In hindsight, that video should've probably reduced the White Sox's preseason projections by 10 wins. Let's rank the subjects by the amount of excitement:
- Dylan Cease, who technically had more to achieve since he finished runner-up in the Cy Young[colossal, yawning canyon]
- Luis Robert, shown letting go of the bat with the wrong hand[smaller, but still sizable gap]
- Oscar Colás, hoping to show staying power for the entire 2023 season.
- Yasmani Grandal, coming off a season where he slugged .269.
- Romy González, trying to win second base.
And González's inclusion wasn't an outlier, because he was prominently featured in another offseason hype video ...
... while Rick Hahn opened the season pumping up González:
Some of that might've been posturing, because a few days after Rick Hahn raved about Romy González, the White Sox ultimately signed Elvis Andrus to be the primary second baseman. It just doesn't really change much, because replace González with Andrus in those examples above, and the result is just as sad.
So many other individual catastrophes unfurled, unfolded and/or exploded during the season that it's easy to forget about the González hype cycle, but it's funny to look back on it and see how most of the figures involved in the inflation are no longer part of the White Sox proper. Hahn was fired, José Castro was fired, and Chris Johnson was reassigned.
The White Sox entered the season with 2½ hitting coaches, all of whom lived in the Miami area and hosted Colás and González three times a week. Now the Sox are down to the half-coach in Mike Tosar, which probably isn't enough to maintain the briefly vaunted Miami minicamp unless the Sox hire more South Florida residents as replacements.

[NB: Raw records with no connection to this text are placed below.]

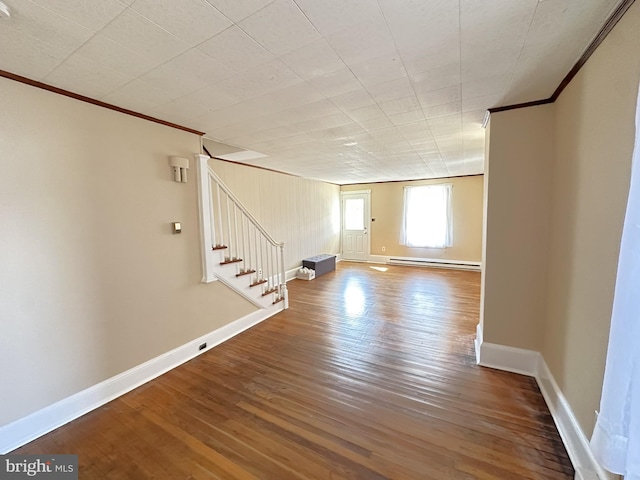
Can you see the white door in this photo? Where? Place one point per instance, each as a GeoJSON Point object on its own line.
{"type": "Point", "coordinates": [356, 217]}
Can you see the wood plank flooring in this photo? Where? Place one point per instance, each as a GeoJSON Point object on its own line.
{"type": "Point", "coordinates": [369, 375]}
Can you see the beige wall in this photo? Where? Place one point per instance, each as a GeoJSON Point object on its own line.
{"type": "Point", "coordinates": [92, 280]}
{"type": "Point", "coordinates": [590, 184]}
{"type": "Point", "coordinates": [567, 166]}
{"type": "Point", "coordinates": [387, 206]}
{"type": "Point", "coordinates": [517, 170]}
{"type": "Point", "coordinates": [305, 214]}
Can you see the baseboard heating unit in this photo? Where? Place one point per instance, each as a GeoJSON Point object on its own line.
{"type": "Point", "coordinates": [435, 262]}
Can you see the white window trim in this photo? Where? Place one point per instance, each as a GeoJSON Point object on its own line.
{"type": "Point", "coordinates": [449, 233]}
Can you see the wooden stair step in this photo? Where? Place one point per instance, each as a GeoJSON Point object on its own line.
{"type": "Point", "coordinates": [231, 260]}
{"type": "Point", "coordinates": [245, 272]}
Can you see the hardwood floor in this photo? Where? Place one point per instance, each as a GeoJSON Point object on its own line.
{"type": "Point", "coordinates": [369, 375]}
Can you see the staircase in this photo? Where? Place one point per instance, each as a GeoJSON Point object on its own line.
{"type": "Point", "coordinates": [237, 250]}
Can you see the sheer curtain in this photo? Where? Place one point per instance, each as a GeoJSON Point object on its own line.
{"type": "Point", "coordinates": [616, 437]}
{"type": "Point", "coordinates": [427, 217]}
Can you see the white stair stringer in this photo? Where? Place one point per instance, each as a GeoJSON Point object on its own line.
{"type": "Point", "coordinates": [229, 231]}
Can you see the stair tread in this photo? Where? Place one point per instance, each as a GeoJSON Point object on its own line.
{"type": "Point", "coordinates": [246, 272]}
{"type": "Point", "coordinates": [231, 260]}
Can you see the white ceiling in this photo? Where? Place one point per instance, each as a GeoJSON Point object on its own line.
{"type": "Point", "coordinates": [346, 91]}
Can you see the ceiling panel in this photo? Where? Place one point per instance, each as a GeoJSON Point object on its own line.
{"type": "Point", "coordinates": [339, 90]}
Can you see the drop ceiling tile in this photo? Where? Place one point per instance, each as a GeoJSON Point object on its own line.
{"type": "Point", "coordinates": [481, 103]}
{"type": "Point", "coordinates": [335, 83]}
{"type": "Point", "coordinates": [193, 21]}
{"type": "Point", "coordinates": [30, 19]}
{"type": "Point", "coordinates": [440, 96]}
{"type": "Point", "coordinates": [86, 77]}
{"type": "Point", "coordinates": [259, 80]}
{"type": "Point", "coordinates": [353, 100]}
{"type": "Point", "coordinates": [400, 105]}
{"type": "Point", "coordinates": [393, 90]}
{"type": "Point", "coordinates": [428, 58]}
{"type": "Point", "coordinates": [190, 114]}
{"type": "Point", "coordinates": [313, 60]}
{"type": "Point", "coordinates": [474, 64]}
{"type": "Point", "coordinates": [485, 25]}
{"type": "Point", "coordinates": [379, 70]}
{"type": "Point", "coordinates": [235, 49]}
{"type": "Point", "coordinates": [176, 83]}
{"type": "Point", "coordinates": [236, 10]}
{"type": "Point", "coordinates": [436, 78]}
{"type": "Point", "coordinates": [406, 117]}
{"type": "Point", "coordinates": [442, 110]}
{"type": "Point", "coordinates": [366, 113]}
{"type": "Point", "coordinates": [207, 100]}
{"type": "Point", "coordinates": [200, 66]}
{"type": "Point", "coordinates": [330, 16]}
{"type": "Point", "coordinates": [115, 56]}
{"type": "Point", "coordinates": [19, 50]}
{"type": "Point", "coordinates": [280, 27]}
{"type": "Point", "coordinates": [375, 123]}
{"type": "Point", "coordinates": [485, 86]}
{"type": "Point", "coordinates": [88, 13]}
{"type": "Point", "coordinates": [138, 96]}
{"type": "Point", "coordinates": [144, 37]}
{"type": "Point", "coordinates": [427, 23]}
{"type": "Point", "coordinates": [362, 41]}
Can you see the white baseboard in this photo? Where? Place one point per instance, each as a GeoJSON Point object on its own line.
{"type": "Point", "coordinates": [426, 262]}
{"type": "Point", "coordinates": [510, 359]}
{"type": "Point", "coordinates": [49, 418]}
{"type": "Point", "coordinates": [531, 363]}
{"type": "Point", "coordinates": [478, 342]}
{"type": "Point", "coordinates": [575, 441]}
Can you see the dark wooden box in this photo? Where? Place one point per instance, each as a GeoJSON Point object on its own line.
{"type": "Point", "coordinates": [320, 263]}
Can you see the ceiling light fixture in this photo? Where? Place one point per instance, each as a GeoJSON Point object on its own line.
{"type": "Point", "coordinates": [4, 11]}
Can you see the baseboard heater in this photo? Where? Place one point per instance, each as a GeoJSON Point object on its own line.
{"type": "Point", "coordinates": [435, 262]}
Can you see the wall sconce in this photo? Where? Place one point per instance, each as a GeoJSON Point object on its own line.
{"type": "Point", "coordinates": [180, 166]}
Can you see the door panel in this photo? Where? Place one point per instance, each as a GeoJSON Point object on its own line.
{"type": "Point", "coordinates": [355, 225]}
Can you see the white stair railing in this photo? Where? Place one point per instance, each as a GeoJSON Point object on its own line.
{"type": "Point", "coordinates": [248, 249]}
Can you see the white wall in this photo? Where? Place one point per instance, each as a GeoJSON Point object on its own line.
{"type": "Point", "coordinates": [305, 214]}
{"type": "Point", "coordinates": [92, 281]}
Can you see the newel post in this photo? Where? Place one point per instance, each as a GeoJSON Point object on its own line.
{"type": "Point", "coordinates": [205, 210]}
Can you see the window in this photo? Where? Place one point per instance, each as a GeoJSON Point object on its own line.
{"type": "Point", "coordinates": [427, 216]}
{"type": "Point", "coordinates": [354, 214]}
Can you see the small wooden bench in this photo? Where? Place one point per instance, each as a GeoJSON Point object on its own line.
{"type": "Point", "coordinates": [322, 264]}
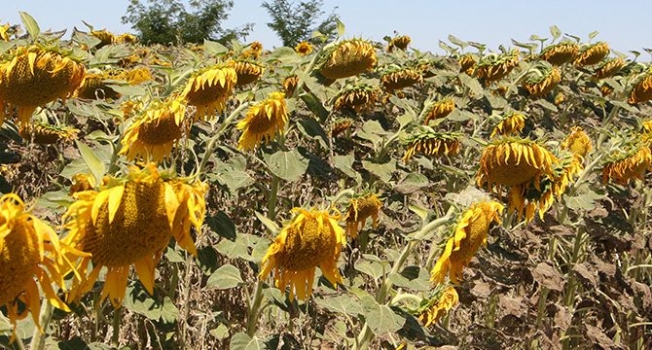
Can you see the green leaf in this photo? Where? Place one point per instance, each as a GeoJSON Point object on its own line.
{"type": "Point", "coordinates": [380, 318]}
{"type": "Point", "coordinates": [93, 162]}
{"type": "Point", "coordinates": [345, 304]}
{"type": "Point", "coordinates": [30, 25]}
{"type": "Point", "coordinates": [289, 166]}
{"type": "Point", "coordinates": [226, 277]}
{"type": "Point", "coordinates": [241, 341]}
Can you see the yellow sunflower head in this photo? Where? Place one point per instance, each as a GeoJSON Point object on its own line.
{"type": "Point", "coordinates": [627, 164]}
{"type": "Point", "coordinates": [541, 79]}
{"type": "Point", "coordinates": [560, 53]}
{"type": "Point", "coordinates": [493, 67]}
{"type": "Point", "coordinates": [36, 76]}
{"type": "Point", "coordinates": [263, 121]}
{"type": "Point", "coordinates": [431, 143]}
{"type": "Point", "coordinates": [609, 68]}
{"type": "Point", "coordinates": [438, 110]}
{"type": "Point", "coordinates": [45, 134]}
{"type": "Point", "coordinates": [130, 221]}
{"type": "Point", "coordinates": [512, 123]}
{"type": "Point", "coordinates": [311, 239]}
{"type": "Point", "coordinates": [347, 58]}
{"type": "Point", "coordinates": [592, 54]}
{"type": "Point", "coordinates": [30, 252]}
{"type": "Point", "coordinates": [152, 136]}
{"type": "Point", "coordinates": [470, 233]}
{"type": "Point", "coordinates": [400, 42]}
{"type": "Point", "coordinates": [303, 48]}
{"type": "Point", "coordinates": [361, 208]}
{"type": "Point", "coordinates": [395, 78]}
{"type": "Point", "coordinates": [578, 142]}
{"type": "Point", "coordinates": [438, 306]}
{"type": "Point", "coordinates": [511, 161]}
{"type": "Point", "coordinates": [209, 89]}
{"type": "Point", "coordinates": [359, 98]}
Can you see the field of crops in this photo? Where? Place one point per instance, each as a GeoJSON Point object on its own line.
{"type": "Point", "coordinates": [337, 195]}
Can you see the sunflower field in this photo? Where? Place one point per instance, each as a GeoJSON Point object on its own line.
{"type": "Point", "coordinates": [337, 195]}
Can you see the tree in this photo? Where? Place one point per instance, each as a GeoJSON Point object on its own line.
{"type": "Point", "coordinates": [168, 21]}
{"type": "Point", "coordinates": [295, 22]}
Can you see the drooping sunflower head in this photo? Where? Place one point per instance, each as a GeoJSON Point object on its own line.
{"type": "Point", "coordinates": [46, 134]}
{"type": "Point", "coordinates": [438, 306]}
{"type": "Point", "coordinates": [360, 208]}
{"type": "Point", "coordinates": [609, 68]}
{"type": "Point", "coordinates": [592, 54]}
{"type": "Point", "coordinates": [209, 89]}
{"type": "Point", "coordinates": [493, 67]}
{"type": "Point", "coordinates": [30, 251]}
{"type": "Point", "coordinates": [431, 143]}
{"type": "Point", "coordinates": [347, 58]}
{"type": "Point", "coordinates": [470, 233]}
{"type": "Point", "coordinates": [303, 48]}
{"type": "Point", "coordinates": [263, 121]}
{"type": "Point", "coordinates": [35, 76]}
{"type": "Point", "coordinates": [628, 163]}
{"type": "Point", "coordinates": [357, 97]}
{"type": "Point", "coordinates": [512, 123]}
{"type": "Point", "coordinates": [511, 161]}
{"type": "Point", "coordinates": [130, 221]}
{"type": "Point", "coordinates": [578, 142]}
{"type": "Point", "coordinates": [438, 110]}
{"type": "Point", "coordinates": [400, 42]}
{"type": "Point", "coordinates": [311, 239]}
{"type": "Point", "coordinates": [541, 79]}
{"type": "Point", "coordinates": [395, 78]}
{"type": "Point", "coordinates": [152, 136]}
{"type": "Point", "coordinates": [560, 53]}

When the White Sox are back to making official news, I'm probably most eager to see what direction Chris Getz chooses here, because it could tip the scales in terms of who the coaching staff appears to belong to. The current staff at the moment is a weird mix of Grifol's ideas (Tosar, Eddie Rodríguez), Hahn's ideas (Ethan Katz, Charlie Montoyo), with a Chris Getz guy (Brian Bannister) overseeing the pitching. Matt Wise is waiting in the wings at bullpen coach, and the most obvious Anaheim overlap is with new White Sox director of player personnel Gene Watson, but maybe we'll learn more about that when the Sox are able to announce him.
Basically, if the new hitting coach(es) and first base coach aren't Grifol-driven, then maybe Getz isn't particularly Grifol-driven. He's supported him publicly of course, and words are the only thing we can judge him by. However, Getz wouldn't sound any different if he agreed to carry out a Jerry Reinsdorf mandate in order to rise to a position nobody else would hire him for. In that scenario, Grifol might be fixed in place, leaving Getz to seek some feng shui among the assistants. Grifol is going to heap praise upon Getz no matter what Getz chooses, so he may as well take advantage of the generosity.